We've had another taste of managing on not-a-cent. When you can't get money out of the hole-in-the-wall (or the bank) in Zimbabwe, you have to rely on a complicated network of suppliers and transfers once or twice monthly. This week our regular supplier told us he had had to provide a lot of cash for his lawyers and was flat broke. "Try again next week," he advised cheerfully. In desperation, we contacted a second supplier, only to be told he too couldn't help: he's away until next week. Because of Zimbabwe's horrendous prices (on average two to five times what they are in neighbouring South Africa), few people can afford to have a well-stocked larder to fall back on. So here's how we manage on next-to-nothing:

-- two spoonfuls of peanut butter for breakfast (and nothing else).

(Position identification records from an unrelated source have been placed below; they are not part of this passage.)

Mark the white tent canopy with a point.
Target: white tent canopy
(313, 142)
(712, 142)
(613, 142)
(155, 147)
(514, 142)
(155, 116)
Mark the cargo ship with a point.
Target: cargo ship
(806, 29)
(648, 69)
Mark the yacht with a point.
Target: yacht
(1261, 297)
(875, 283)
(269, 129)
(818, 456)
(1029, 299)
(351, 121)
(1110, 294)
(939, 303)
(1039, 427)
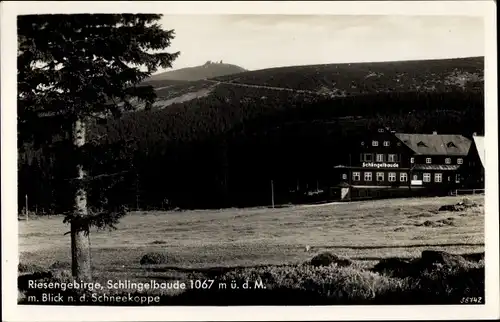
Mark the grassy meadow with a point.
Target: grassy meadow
(197, 243)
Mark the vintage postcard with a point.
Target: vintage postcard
(249, 160)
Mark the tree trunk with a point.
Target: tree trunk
(80, 238)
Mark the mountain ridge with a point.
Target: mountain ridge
(208, 70)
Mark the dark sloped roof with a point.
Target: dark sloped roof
(436, 144)
(443, 167)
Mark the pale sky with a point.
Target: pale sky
(264, 41)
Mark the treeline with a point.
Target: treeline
(224, 149)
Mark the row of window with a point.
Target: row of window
(447, 160)
(368, 157)
(391, 176)
(386, 143)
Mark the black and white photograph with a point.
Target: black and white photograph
(172, 157)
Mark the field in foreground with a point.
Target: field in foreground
(199, 244)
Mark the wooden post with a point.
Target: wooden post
(26, 207)
(272, 193)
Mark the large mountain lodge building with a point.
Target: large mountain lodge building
(387, 163)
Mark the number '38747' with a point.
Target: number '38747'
(471, 300)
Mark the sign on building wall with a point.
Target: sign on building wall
(380, 165)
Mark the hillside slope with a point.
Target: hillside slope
(337, 80)
(208, 70)
(360, 78)
(220, 141)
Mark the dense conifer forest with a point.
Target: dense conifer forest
(223, 149)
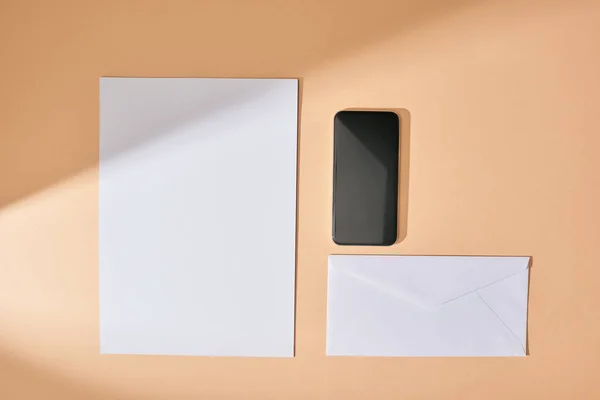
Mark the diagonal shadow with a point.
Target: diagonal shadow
(267, 44)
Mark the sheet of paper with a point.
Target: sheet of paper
(393, 306)
(197, 214)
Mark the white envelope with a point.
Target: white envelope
(420, 306)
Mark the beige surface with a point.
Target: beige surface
(504, 142)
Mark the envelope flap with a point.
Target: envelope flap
(428, 280)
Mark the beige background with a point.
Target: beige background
(504, 160)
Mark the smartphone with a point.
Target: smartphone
(365, 177)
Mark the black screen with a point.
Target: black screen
(365, 177)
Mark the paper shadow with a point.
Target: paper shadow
(20, 380)
(167, 113)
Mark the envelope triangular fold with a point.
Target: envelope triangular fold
(427, 306)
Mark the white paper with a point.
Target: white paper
(197, 215)
(393, 306)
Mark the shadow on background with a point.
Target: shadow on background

-- pancakes five days in a row (thanks Mum and UK supermarket Sainsbury's: she sends us packets)
..stuffed with Soyameat Spaghetti Bolognaise (ditto)
-- baby spinach leaves (not because they're trendy but because they're the only vegetables growing in the garden in winter and I can't wait for the leaves to get any bigger)
-- grapefruits from the orchard next door for fruit/Vitamin C (try getting that down a five-year old's throat..)
-- stale, oversized dog biscuits for the cats (the dog died two weeks ago)
-- Surf washing powder to wash the dishes/floor/toilet/bath (when the shampoo ran out)
-- diced newspaper for the loo (which presents a disposal problem: there's been no rubbish collection for two months despite our 95 US rates bill)
-- ancient body lotion in place of washing soap (that too is finished).
-- black tea/no tea/tea made from the mint leaves that grow round the garden tap

Last time this happened, A, a Shona friend and mother of three grown boys, handed me a tin of tomato paste and some dry spaghetti. "Take it," she said. "We're used to having little. You lot aren't."